Have you tried adjusting the Wifi sleep policy? That does not require root.
As a matter of fact I have tried that, having learned about it from this thread. But before reporting my results, I should mention first that there are really two problems. When I mentioned listening to NPR in the afternoons, I'm usually out running errands when I do that. Since I don't want the phone to be spending its juice searching for WLANs in any street where I happen to be, does disabling sleep cause it to do that? I do have "Network Notification" disabled, so I think (hope?) not. And more importantly, will disabling Wifi sleep solve the problem when I'm away from the house using the 3G network?

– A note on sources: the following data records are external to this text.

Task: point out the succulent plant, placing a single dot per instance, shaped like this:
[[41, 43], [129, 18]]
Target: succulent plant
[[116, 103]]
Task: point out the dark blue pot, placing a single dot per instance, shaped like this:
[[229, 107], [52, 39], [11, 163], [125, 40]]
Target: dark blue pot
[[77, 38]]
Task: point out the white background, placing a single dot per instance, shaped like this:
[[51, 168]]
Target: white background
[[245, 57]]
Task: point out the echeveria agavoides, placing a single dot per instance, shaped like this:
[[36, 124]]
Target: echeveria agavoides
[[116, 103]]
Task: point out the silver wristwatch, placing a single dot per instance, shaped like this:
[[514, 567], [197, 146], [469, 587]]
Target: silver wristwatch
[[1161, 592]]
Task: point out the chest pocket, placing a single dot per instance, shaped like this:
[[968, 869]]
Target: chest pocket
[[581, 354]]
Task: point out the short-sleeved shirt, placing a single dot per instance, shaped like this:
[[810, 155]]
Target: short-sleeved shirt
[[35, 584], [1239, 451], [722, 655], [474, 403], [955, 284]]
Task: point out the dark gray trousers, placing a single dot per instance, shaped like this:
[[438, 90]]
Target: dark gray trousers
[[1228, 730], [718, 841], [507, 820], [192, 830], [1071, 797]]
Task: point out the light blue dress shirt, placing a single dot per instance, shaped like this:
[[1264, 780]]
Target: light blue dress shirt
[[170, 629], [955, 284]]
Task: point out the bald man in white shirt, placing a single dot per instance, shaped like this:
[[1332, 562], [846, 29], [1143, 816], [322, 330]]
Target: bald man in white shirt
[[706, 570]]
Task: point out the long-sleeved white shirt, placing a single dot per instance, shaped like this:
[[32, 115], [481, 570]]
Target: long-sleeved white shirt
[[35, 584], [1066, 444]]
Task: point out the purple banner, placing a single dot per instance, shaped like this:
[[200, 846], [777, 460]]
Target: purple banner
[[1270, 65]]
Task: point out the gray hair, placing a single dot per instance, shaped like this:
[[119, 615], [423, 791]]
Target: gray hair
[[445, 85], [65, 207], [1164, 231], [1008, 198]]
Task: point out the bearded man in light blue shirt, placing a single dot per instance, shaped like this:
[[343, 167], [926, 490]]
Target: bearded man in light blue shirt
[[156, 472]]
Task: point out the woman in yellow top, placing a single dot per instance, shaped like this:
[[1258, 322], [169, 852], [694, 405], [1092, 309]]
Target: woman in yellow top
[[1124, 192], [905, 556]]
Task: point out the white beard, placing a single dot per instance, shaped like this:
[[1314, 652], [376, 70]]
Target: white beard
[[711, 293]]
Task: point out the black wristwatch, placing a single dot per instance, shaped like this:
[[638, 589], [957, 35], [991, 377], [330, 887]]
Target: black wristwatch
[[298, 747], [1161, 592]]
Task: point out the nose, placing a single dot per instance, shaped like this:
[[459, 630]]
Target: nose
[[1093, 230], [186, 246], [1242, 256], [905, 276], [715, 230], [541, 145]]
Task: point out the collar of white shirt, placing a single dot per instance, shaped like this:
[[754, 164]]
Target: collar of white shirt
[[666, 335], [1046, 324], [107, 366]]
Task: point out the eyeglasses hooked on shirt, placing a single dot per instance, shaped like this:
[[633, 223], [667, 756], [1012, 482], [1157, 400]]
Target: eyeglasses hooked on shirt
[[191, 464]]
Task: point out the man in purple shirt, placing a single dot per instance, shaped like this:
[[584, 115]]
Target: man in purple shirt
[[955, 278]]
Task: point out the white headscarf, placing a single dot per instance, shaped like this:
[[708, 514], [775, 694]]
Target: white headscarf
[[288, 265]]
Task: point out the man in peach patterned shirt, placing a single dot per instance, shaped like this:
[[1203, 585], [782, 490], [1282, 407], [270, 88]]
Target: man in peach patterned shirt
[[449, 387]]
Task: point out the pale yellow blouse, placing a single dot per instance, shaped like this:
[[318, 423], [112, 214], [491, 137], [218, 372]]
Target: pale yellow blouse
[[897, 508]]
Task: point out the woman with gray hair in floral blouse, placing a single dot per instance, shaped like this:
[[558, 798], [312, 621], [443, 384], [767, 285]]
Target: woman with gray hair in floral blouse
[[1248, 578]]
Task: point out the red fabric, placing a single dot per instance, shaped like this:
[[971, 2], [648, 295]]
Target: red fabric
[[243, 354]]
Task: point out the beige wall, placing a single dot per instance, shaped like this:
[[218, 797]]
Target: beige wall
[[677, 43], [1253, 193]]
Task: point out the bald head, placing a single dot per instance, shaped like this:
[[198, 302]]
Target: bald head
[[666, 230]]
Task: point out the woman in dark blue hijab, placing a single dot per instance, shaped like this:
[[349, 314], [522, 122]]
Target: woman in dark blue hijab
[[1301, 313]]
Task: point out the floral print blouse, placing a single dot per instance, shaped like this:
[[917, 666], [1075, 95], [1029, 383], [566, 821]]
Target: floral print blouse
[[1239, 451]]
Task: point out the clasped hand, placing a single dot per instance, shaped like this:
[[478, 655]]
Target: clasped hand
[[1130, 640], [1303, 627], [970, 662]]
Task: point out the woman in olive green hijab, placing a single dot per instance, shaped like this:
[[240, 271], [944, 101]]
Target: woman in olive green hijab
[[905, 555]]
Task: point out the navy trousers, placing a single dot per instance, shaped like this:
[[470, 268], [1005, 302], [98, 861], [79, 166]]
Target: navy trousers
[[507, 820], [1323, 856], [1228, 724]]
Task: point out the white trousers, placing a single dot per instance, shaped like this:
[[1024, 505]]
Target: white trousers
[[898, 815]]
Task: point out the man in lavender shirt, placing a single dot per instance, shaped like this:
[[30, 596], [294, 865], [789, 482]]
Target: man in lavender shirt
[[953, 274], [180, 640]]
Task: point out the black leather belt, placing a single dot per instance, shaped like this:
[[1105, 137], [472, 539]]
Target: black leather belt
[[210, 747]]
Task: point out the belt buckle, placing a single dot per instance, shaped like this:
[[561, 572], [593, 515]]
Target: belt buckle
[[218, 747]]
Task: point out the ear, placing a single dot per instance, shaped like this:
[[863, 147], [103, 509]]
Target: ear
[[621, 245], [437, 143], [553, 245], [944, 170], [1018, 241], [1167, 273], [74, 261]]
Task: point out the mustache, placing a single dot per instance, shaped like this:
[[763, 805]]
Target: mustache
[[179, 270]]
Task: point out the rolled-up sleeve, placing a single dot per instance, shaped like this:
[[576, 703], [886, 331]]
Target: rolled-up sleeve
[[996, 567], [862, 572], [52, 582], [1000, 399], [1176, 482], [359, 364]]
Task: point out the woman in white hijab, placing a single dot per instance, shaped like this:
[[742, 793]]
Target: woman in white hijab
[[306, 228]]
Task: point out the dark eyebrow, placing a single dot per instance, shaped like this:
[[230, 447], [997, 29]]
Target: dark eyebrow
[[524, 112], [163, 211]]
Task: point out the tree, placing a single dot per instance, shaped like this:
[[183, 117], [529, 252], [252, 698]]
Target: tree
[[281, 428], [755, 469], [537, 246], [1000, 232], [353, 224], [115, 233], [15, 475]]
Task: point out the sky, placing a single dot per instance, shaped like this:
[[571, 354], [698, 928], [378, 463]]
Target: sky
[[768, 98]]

By contrast, at home I do want to use my WLAN for reasons that should be fairly obvious. Trying out the sleep disabling trick for the first time last night, I found that it worked really well for about a half-hour, then quit as usual. Sometimes when this happens the memory, which isn't all that great at .5GB, is about 2/3 pegged, and sometimes the only way to clear it is to restart the phone, although more typically I can go into Memory Boost and shut some apps down. This morning the problem occurred again, and it didn't appear to be a memory issue, because the Memory Boost meter showed that it was only a third pegged, which is typical immediately after booting the phone. So I restarted the phone, and this is where it gets really aggravating: even though I had ear buds plugged in,
and I have Silent Boot downloaded and enabled, it blasted out its annoyingly loud boot tune. (If you don't think something as small as a mobile phone can "blast", try it in the early morning when you don't want to wake up your SO or any cats that might be in the room).
The bottom line is that streaming isn't working very well, whether I'm using the carrier's 3G network or my home network. At this point I'm not sure if this is really two problems, or just two flavors of one problem.
What's the point of owning an Android when it doesn't seem to work properly, except as an ordinary telephone and MP3 player? Being able to use TuneIn or IHeartRadio, which wouldn't run on WinMo 6.x, was one of the major reasons I wanted an Android. In spite of that deficiency in the much maligned WinMo OS, I can use it to stream many of the stations I want via either a third party app that can play .pls files, or by Windows Media Player, which can play .asx streams. (The caveat was that there has to be an .asx or .pls stream available from the station I want to listen to.) Within these limitations, the Windows device never let me down. If the carrier's network was there, there was never any problem; by contrast, my new phone drops streams whether a network is there or not. And all this that I've recounted is with simple audio-only streams. I think at broadband speeds I should be able to stream AV as well, whether TV in realtime, or just a downloadable program on HBO-Go. I certainly can do that on my PC, and while I understand that the phone doesn't have the same processing power or RAM of my PC, I'd think an app designed for mobile devices and screens only a few inches in length would be able to adjust the resolution and throughput requirements accordingly.